What they found was scary.

The Federal, brass cased ammunition had zero malfunctions and after 10,000 rounds, the rifle was still shooting good groups.  That’s good.

Contrast that with Brown Bear ammo  Brown Bear also had 9 malfunctions, but notably, after 5200  or so rounds, they had a series of short-stroking failures that were found to be caused by carbon build-up that almost entirely occluded the gas key and gun tube.  Also, in just 6000 rounds, the Brown Bear ammunition had completely shot out the barrel, eroding the lands to the grooves.  There were also lots of stuck cases at around 8,000 rounds.

The Wolf ammunition also completely shot out the barrel after 6,000 rounds and there were numerous stuck cases.

The Tula ammunition had problems after just 200 rounds and they switched to a different rifle with a larger gas port.
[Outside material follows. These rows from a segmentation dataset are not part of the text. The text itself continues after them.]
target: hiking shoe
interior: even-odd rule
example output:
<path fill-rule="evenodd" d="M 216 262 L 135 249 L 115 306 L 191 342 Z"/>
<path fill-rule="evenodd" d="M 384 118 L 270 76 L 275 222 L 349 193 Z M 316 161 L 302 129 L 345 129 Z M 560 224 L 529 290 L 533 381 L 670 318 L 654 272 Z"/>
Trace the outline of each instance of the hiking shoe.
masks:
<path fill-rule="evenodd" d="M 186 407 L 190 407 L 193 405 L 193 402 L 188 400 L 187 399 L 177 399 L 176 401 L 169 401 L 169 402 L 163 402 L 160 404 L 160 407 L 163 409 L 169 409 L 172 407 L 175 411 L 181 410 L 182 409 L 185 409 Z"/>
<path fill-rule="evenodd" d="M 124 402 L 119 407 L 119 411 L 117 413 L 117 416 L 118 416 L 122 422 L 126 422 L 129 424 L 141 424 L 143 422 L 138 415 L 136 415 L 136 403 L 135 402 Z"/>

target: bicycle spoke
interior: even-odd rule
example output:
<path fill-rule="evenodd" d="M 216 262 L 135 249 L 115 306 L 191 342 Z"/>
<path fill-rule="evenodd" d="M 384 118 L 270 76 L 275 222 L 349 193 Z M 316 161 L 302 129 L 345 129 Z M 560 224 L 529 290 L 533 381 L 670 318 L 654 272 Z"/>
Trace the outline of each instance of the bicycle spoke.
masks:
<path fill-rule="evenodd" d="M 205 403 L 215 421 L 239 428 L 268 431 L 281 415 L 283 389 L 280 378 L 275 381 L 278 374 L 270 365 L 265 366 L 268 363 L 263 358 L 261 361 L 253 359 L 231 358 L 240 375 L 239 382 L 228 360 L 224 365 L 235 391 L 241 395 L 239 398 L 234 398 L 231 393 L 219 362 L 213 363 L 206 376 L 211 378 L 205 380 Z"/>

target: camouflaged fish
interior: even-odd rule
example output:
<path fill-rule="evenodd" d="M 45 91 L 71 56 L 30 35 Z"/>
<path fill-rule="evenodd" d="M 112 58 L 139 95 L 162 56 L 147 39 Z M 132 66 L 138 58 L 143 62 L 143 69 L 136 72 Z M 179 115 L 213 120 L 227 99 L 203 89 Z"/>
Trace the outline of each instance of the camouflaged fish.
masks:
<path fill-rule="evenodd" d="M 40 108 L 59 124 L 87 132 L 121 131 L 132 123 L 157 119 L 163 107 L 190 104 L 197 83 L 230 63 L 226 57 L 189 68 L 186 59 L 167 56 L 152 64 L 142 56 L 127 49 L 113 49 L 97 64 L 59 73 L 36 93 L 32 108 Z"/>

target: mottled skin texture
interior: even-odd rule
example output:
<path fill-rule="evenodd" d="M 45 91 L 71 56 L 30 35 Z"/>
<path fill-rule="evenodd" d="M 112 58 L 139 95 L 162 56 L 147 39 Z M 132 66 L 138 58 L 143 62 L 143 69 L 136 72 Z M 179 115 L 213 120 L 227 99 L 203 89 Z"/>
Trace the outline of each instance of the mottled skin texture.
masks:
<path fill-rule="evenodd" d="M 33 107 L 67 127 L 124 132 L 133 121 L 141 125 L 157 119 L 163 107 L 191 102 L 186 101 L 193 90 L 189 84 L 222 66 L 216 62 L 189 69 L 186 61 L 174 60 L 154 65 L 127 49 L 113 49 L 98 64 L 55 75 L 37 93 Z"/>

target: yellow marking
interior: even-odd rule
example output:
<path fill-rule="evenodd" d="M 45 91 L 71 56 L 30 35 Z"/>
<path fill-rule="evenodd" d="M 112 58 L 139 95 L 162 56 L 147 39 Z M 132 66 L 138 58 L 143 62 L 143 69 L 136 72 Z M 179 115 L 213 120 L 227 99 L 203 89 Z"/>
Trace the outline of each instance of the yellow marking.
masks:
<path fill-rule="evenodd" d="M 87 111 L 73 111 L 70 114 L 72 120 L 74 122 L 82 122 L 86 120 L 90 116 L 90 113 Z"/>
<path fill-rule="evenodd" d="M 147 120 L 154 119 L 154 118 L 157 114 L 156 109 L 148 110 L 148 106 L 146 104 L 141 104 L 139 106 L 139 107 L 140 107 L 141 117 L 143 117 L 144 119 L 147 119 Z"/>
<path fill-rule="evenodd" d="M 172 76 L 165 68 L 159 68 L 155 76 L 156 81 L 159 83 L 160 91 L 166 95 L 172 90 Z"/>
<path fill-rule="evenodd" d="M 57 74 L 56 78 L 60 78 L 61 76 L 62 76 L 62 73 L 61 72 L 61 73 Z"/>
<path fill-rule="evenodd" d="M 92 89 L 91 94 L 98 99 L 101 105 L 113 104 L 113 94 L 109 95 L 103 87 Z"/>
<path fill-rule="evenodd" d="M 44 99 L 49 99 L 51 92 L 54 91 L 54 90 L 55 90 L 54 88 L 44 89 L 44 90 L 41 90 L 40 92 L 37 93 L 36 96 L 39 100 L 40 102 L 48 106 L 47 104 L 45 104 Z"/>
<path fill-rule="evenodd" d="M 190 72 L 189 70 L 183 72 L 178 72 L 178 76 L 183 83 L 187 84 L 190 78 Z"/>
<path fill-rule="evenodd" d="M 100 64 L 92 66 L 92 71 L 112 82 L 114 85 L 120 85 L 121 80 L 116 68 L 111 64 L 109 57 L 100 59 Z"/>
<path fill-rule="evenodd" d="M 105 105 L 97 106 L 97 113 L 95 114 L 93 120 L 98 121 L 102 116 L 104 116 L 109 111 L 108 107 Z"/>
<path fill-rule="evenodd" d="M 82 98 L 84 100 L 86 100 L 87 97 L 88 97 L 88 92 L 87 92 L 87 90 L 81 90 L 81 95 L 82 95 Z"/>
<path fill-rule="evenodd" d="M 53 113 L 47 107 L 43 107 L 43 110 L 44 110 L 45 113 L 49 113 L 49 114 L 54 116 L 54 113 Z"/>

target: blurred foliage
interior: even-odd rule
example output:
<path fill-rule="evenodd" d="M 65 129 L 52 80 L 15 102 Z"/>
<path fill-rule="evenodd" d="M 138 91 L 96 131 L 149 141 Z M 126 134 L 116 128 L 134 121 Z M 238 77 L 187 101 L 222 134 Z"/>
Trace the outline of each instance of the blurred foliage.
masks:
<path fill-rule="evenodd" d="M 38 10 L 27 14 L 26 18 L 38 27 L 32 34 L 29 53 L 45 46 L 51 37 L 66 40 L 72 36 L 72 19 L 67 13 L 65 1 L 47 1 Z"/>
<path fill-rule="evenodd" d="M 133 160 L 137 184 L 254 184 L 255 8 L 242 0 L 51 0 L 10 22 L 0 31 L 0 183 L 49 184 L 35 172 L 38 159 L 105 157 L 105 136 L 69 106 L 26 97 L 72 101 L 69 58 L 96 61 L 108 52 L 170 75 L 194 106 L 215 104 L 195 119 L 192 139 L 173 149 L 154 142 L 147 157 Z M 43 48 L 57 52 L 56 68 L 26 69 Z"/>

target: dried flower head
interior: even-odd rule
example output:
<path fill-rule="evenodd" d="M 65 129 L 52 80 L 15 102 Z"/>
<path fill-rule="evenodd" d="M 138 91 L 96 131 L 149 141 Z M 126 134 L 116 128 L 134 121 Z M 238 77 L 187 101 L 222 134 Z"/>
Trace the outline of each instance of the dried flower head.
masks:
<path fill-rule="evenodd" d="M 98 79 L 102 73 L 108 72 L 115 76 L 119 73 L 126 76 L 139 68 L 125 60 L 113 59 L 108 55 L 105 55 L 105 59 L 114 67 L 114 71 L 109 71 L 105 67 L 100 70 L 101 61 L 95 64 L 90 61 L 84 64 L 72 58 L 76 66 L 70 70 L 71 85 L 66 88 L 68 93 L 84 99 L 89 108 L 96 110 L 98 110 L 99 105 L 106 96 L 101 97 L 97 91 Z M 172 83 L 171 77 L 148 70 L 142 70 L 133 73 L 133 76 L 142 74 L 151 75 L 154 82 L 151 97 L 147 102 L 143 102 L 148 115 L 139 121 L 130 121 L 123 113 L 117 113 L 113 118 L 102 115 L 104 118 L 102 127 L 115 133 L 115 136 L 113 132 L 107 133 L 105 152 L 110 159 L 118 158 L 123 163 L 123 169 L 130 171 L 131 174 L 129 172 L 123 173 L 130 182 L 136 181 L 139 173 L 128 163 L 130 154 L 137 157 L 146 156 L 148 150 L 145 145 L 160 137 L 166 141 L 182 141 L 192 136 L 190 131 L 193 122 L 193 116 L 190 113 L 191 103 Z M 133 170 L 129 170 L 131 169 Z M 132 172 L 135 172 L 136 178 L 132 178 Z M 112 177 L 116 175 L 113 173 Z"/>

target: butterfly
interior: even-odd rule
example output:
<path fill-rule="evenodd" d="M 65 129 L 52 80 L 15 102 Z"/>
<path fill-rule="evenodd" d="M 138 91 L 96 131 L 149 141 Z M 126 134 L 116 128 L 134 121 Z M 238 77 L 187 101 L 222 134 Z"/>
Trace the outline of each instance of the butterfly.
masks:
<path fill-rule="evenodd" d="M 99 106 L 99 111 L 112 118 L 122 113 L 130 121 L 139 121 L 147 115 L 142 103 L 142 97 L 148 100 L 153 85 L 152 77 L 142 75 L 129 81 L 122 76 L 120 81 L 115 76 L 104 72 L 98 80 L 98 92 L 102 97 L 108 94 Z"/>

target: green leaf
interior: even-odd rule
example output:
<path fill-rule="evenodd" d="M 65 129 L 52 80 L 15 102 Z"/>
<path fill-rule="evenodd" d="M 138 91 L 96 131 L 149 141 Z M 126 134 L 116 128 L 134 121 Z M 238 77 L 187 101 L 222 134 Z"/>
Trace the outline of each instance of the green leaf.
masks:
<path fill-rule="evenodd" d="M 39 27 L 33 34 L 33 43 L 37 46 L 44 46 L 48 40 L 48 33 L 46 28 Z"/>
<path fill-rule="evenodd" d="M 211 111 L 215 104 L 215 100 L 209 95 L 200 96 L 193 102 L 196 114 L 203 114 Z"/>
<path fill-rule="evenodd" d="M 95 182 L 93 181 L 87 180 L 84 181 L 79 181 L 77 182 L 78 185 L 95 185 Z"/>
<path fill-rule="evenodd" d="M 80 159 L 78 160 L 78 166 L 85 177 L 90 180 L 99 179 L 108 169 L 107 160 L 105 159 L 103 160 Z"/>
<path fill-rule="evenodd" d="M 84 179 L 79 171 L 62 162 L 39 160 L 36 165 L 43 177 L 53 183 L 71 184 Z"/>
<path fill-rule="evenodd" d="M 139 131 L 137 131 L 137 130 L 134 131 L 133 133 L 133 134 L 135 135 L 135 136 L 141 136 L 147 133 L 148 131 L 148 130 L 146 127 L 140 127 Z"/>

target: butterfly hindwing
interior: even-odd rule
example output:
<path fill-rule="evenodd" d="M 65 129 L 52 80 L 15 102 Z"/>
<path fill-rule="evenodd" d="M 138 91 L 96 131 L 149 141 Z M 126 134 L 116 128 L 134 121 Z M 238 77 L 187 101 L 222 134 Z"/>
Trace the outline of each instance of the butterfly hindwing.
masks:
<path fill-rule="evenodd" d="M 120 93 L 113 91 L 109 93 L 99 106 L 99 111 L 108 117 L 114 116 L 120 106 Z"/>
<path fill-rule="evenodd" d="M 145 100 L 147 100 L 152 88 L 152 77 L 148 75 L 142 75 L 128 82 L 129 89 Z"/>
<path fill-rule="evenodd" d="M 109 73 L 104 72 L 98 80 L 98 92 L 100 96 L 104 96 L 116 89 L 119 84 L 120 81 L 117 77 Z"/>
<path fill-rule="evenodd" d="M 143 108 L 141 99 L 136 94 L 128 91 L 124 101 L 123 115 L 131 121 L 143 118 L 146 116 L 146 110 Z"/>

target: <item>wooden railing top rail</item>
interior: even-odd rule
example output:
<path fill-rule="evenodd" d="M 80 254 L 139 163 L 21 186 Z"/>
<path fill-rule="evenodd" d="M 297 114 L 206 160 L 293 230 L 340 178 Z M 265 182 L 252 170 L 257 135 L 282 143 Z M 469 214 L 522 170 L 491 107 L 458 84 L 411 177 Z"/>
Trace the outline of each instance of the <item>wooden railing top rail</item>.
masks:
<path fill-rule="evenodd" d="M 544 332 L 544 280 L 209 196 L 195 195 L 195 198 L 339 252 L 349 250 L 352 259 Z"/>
For the summary, watch this video.



If you’re serious about finding and using the best ammunition out there, or want to make sure you’re using the right stuff when the zombies come out, read the entire article here.


3 thoughts on “Lucky Gunner Torture Test: 5.56 ammo Steel does erode your barrel!”
  1. Perhaps one of the lessons of torture tests is that if we need/expect reliability in our systems in ‘real life’, we must NOT torture them. I would like to know what of the observed malfunctions could have been avoided / prevented with routine cleaning and what, if any, are inherent in the steel-cased ammo. I haven’t yet read entire article. Were the Ruskie projectiles plated steel, or conventional gilding metal jacketed. If steel,then the tests really do show a higher wear/erosion rate! Good to know. Also, to keep in perspective, 5000-6000 rounds, while inferior performance vis a vis the brass cases, still constitutes a lot of perforated zombies before burnout. A lot to be said for deliberate, accurate, shooting – versus many rapid and promiscuous firings… Good post.

  2. I don’t dare to check current ammo prices. However, back in December of 2012 the price difference between the Russian stuff and cheap domestic brass cased 5.56×45 ammo was about $200 per 1k rounds. Assuming the barrel has an expected lifespan of 6k rounds with steel-cased ammunition, one does save ~$1,200 in ammunition costs. $1200 used to buy a nice AR – replacement barrels were considerably cheaper.

    1. Matt M: “replacement barrels were considerably cheaper.”

      Yeah, the operative word being “were”, now they are all sold out or going for a lot more on GunBroker. I used to shoot cheap commie ammo, now I wouldn’t unless I had an extra, beater gun to use it with.